The notion that there should be a vote at the end of the Brexit talks on whether to accept the deal has gone from a fringe idea to the mainstream in the past few months. It seems entirely reasonable that we should have the right to choose whether we still want to leave the EU when we know what Brexit means.
But many of those who are sympathetic to the idea don’t believe we can get a people’s vote. And even if we do, they worry that pro-Europeans such as me will fail to persuade the people that we should then stay in the EU.
The first concern is often linked to a specific view about the mechanics of getting a people’s vote.
For example, some people think we can only get one if Labour backs the idea, forces a general election and then wins it. But Tory Brexiteers such as Jacob Rees-Mogg won’t be so crazy to join Jeremy Corbyn in a vote of no confidence against Theresa May, even though they are livid with the deal she is trying to negotiate.
Others say we can only get a people’s vote if the Prime Minister herself wants one. But why on earth would she agree to that? She has promised time and again that there won’t be another vote.
Yet others say we can only get one if parliament votes down the deal May negotiates. But we may then crash out of the EU with no deal at all rather than get a people’s vote. Since pro-European Tories such as Dominic Grieve will never take that risk, we’ll never get a majority to vote down the Prime Minister’s deal.
These objections highlight genuine obstacles. But none is decisive.
Are we really sure that the Mogglodytes won’t do something barmy if the PM comes back with a deal even more miserable than her Chequers proposal? Are we certain Grieve won’t vote against such a deal? Do we really know that May herself won’t flip the decision to the people so she can share responsibility for the subsequent car crash? It’s not as though she always keeps her word: remember all those promises about not holding a second election?
What’s more, the scenarios outlined above aren’t the only routes to get a people’s vote. Here are two more: the PM tries to drive us out of the EU without any deal at all, at which point parliament says she must first ask the electorate; and a political crisis leads to the creation of a national unity government, which decides it needs the legitimacy of a public vote to back whatever deal it negotiates.
My own favourite isn’t even one of these. It is that parliament neither supports the Prime Minister’s deal nor rejects it. Instead, it amends the motion to approve the deal by saying the people must be asked what they think – with the option to stay in the EU if they don’t like what is on offer. That way, there’s never any risk of crashing out with no deal. Why wouldn’t Grieve and his gang support that?
It might be said that none of these scenarios is terribly likely. But the political situation is so volatile that no specific outcome is a slam dunk. Who, for example, can predict with confidence that May will reach a deal and get a majority of MPs to back it? If she can’t, every other option could lead to a people’s vote – even if we can’t be sure of the exact route that would get us there.
“Ok”, you might say, “but why are you so confident that you would win such a vote and persuade the people we should stay in the EU?”
I’m not. It would be the fight of our lives. But we would have a good chance of winning for three reasons.

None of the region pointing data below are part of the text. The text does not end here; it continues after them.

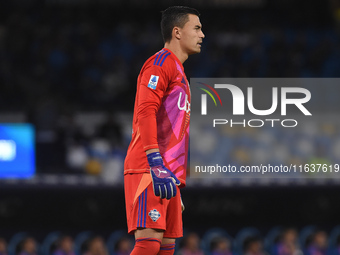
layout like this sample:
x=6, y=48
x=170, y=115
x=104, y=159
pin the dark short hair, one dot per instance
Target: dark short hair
x=175, y=16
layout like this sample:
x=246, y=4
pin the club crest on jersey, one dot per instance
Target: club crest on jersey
x=154, y=215
x=153, y=81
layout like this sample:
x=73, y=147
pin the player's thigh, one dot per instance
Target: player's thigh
x=149, y=233
x=166, y=240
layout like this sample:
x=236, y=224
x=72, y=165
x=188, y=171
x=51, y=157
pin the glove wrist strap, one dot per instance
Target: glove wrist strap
x=155, y=159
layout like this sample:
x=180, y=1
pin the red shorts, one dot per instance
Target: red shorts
x=145, y=210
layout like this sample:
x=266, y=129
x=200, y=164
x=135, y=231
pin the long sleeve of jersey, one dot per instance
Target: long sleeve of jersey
x=154, y=83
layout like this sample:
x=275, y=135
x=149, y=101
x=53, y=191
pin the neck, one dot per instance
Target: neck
x=180, y=54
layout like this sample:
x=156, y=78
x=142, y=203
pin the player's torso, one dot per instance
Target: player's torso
x=173, y=119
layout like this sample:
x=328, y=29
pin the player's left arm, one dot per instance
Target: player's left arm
x=154, y=84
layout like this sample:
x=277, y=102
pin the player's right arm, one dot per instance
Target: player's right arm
x=153, y=84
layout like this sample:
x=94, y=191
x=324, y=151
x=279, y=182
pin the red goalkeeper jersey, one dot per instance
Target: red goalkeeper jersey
x=161, y=115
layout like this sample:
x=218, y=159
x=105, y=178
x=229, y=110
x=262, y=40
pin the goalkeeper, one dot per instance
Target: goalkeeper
x=156, y=161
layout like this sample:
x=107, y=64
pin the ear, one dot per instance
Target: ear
x=176, y=33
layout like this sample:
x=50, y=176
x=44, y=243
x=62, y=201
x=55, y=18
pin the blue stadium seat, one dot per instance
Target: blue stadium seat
x=210, y=235
x=49, y=240
x=271, y=238
x=242, y=235
x=14, y=241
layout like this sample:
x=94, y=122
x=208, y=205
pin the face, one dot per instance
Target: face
x=191, y=35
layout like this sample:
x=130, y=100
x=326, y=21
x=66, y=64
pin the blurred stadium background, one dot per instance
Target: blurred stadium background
x=69, y=68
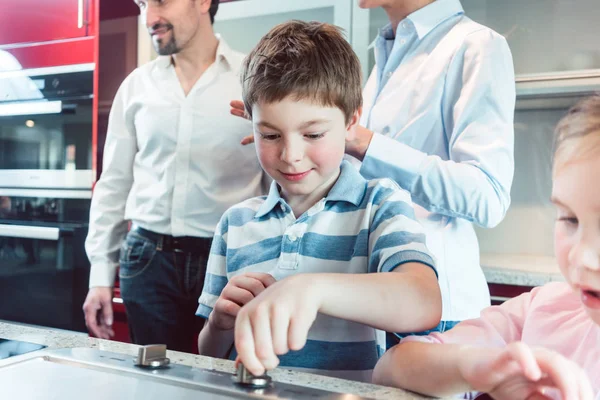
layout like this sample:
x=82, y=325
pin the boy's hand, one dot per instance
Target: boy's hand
x=518, y=372
x=240, y=290
x=275, y=322
x=238, y=109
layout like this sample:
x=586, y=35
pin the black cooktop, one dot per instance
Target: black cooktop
x=11, y=348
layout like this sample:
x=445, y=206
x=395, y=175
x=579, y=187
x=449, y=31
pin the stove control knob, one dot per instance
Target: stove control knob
x=244, y=377
x=152, y=356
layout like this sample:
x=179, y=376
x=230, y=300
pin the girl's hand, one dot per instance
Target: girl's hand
x=518, y=372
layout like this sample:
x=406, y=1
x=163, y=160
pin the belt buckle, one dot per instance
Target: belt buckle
x=177, y=246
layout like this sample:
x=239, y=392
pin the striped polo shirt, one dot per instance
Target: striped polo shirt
x=359, y=227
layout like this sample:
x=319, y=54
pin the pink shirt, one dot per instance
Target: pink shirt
x=549, y=316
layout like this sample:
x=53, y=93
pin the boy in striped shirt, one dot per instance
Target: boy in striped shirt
x=310, y=276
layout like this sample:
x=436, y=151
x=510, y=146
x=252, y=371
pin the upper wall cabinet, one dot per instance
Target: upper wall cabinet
x=34, y=21
x=554, y=44
x=243, y=23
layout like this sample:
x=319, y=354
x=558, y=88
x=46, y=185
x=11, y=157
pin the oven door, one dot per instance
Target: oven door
x=46, y=128
x=44, y=273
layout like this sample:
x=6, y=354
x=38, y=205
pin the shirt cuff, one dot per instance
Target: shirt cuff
x=388, y=158
x=103, y=275
x=203, y=311
x=407, y=256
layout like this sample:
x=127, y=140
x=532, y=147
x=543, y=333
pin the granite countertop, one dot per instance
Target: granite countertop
x=520, y=270
x=55, y=338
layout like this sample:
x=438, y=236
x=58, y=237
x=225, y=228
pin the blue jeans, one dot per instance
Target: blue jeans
x=393, y=339
x=160, y=291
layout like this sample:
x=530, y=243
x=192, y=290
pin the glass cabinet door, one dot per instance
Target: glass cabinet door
x=553, y=42
x=243, y=23
x=545, y=36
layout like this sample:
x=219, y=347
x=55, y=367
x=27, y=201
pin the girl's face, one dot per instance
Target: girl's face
x=576, y=195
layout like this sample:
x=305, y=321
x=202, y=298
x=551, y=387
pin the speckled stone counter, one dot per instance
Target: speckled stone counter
x=520, y=270
x=67, y=339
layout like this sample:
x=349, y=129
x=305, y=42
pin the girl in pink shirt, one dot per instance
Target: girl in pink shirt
x=544, y=344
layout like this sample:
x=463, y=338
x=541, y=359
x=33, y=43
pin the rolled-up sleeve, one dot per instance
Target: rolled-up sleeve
x=478, y=113
x=107, y=226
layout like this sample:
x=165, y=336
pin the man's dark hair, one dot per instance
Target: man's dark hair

First, public opinion is already shifting in our direction. Although the people aren’t yet decisively against Brexit, they know the talks are going terribly. Hardly anybody likes the look of Chequers either; it would be the worst of both worlds, damaging both our prosperity and our power. So, if we get a people’s vote, momentum will be on our side. That’s incredibly valuable.
Second, we are learning the lessons of the referendum. Two years ago, the campaign to stay in the EU was hamstrung because it was controlled by David Cameron. We are now the insurgents, not the establishment. The only arrow in pro-Europeans’ quivers then was “project fear”. Although it is right to warn about the dangers of Brexit, that’s not enough. We must articulate a positive vision for the UK – especially a fairer society where people have more control over their lives – and show how this can be achieved much better by staying in the EU than quitting.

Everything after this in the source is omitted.